Incompréhension et amertume
Alors quand, après l’opération Serval qui a permis de libérer le Nord du Mali de l’emprise djihadiste, ce praticien s’est vu taxer de complicité, de collaboration avec l’ennemi, il en a été profondément blessé. Encore aujourd’hui, il répète qu’il n’avait de relations avec les islamistes que dans le cadre de ses activités liées à la santé. Il souligne par ailleurs qu’Aqmi n’a jamais eu de bureau ouvert à l’hôpital de Tombouctou, contrairement à ce qui s’est passé dans d’autres villes du Nord comme Gao.
« C’est souvent comme ça, les gens qui restent sont souvent accusés », commente Johanne Sekkenes, la responsable MSF de l’époque. Le Dr Maïga a même eu à subir des menaces physiques. Il a dû être évacué de la région pendant quelque temps, en attendant que les esprits se calment. Une période très difficile à vivre pour lui, et dont il garde une profonde amertume.

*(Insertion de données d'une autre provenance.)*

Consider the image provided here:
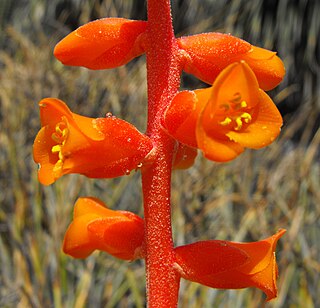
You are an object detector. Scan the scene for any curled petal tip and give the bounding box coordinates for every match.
[33,99,153,185]
[54,18,147,70]
[178,33,285,91]
[63,197,144,260]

Peu de temps après ce que les Maliens appellent « la crise », le Dr Ibrahima Maïga a repris son poste au centre de santé de référence de Tombouctou. Il ne cache pas qu’il aurait aimé être remercié de ses bons et loyaux services, et garder le rôle de coordinateur régional qu’il avait acquis pendant cette rude période : « Tout se passe comme si on n’avait pas existé, on n’est impliqués dans rien », déplore-t-il.
Mais ses critiques se concentrent ailleurs. L’avenir ne sourit pas au Dr Maïga qui ne voit s’allumer aucun signal politique ou sécuritaire encourageant. « Réellement, pour le moment, les perspectives sont très sombres », indique ce médecin qui, en matière d’heures difficiles, a une expérience certaine.